Thorsten Legat: Das Muskelpaket mit dem Samurai-Schwert
Wie Thorsten Legat zum Bodybuilding kam? “Immer Castroper Straße rauf”. Der Muskelprotz aus dem Ruhrgebiet ist eine Legende in der deutschen Fußballhistorie. Mit seinen Sprüchen, seinem Aussehen und seiner kämpferischen und unverwüstlichen Spielweise ist uns ans Herz gewachsen.
Walter Frosch: Zigaretten statt Nationalmannschaft
Er rauchte 60 Zigaretten am Tag und lehnte eine Einladung zur Nationalmannschaft ab. In Kaiserslautern und St.Pauli zu einer Legende geworden, inzwischen vom Tabakkonsum gezeichnet. “Mein schwerster Gegner war immer die Kneipe”, so reflektiert der sympathische Verteidiger mit krächzender Stimme sein Leben. Aber er gibt sich kämpferisch: “Niemals aufgeben”, so lautet bis heute seine Devise.
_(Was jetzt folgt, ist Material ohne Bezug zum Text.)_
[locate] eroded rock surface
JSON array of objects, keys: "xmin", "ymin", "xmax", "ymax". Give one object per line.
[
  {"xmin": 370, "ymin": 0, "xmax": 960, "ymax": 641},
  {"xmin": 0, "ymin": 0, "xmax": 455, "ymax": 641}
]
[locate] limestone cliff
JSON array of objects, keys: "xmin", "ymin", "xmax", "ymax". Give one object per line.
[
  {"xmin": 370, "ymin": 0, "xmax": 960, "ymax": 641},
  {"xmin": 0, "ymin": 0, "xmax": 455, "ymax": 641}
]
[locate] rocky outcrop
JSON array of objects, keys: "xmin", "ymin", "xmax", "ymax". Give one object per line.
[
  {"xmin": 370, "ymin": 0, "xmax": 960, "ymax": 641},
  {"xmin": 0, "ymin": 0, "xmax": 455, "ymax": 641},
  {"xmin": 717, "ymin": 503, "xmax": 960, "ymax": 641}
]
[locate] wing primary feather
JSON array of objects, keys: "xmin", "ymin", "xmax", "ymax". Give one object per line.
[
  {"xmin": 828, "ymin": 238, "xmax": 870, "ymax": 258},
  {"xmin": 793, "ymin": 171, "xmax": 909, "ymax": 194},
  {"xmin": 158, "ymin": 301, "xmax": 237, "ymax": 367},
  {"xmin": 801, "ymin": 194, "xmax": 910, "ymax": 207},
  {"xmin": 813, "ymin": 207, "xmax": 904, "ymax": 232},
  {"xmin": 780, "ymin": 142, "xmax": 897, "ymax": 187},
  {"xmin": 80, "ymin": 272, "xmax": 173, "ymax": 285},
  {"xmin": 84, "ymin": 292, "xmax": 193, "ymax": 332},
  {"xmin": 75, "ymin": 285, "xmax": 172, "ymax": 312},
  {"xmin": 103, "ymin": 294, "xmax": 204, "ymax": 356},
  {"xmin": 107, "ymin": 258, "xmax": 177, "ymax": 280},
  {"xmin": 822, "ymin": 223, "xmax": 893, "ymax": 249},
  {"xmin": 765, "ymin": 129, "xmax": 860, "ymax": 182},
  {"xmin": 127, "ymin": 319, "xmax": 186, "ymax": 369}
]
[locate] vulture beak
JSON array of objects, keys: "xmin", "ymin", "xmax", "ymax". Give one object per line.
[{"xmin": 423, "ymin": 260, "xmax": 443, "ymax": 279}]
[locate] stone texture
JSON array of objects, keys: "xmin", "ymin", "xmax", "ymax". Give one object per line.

Stig Töfting: Kampfzwerg mit Schicksalsschlägen
Stig Töfting gilt als unermüdlicher Kämpfer, als unangenehmer Gegner auf dem Platz und als Schläger mit Verbindungen zu den Hells Angels abseits des Spielfelds. Die Vergangenheit des nur 1,76m kleinen Abwehrmannes ist gepflastert von Schicksalen, die ihm in unregelmäßigen Abständen die Hand ausrutschen ließen.
Ansgar Brinkmann: Bis 5 Uhr morgens in der Stammkneipe zu erreichen
Er gilt als einer der letzten Straßenfußballer Deutschlands, seine Qualität ist unbestritten. Doch Dank seines lockeren Lebensstils hat es Ansgar Brinkmann nie zu einem der ganz Großen in Deutschland geschafft. Er sorgte für Schlagzeilen, die ihm den Spitznamen “Trinkmann” eingebracht haben, dabei klingt “weißer Brasilianer” doch eigentlich viel besser.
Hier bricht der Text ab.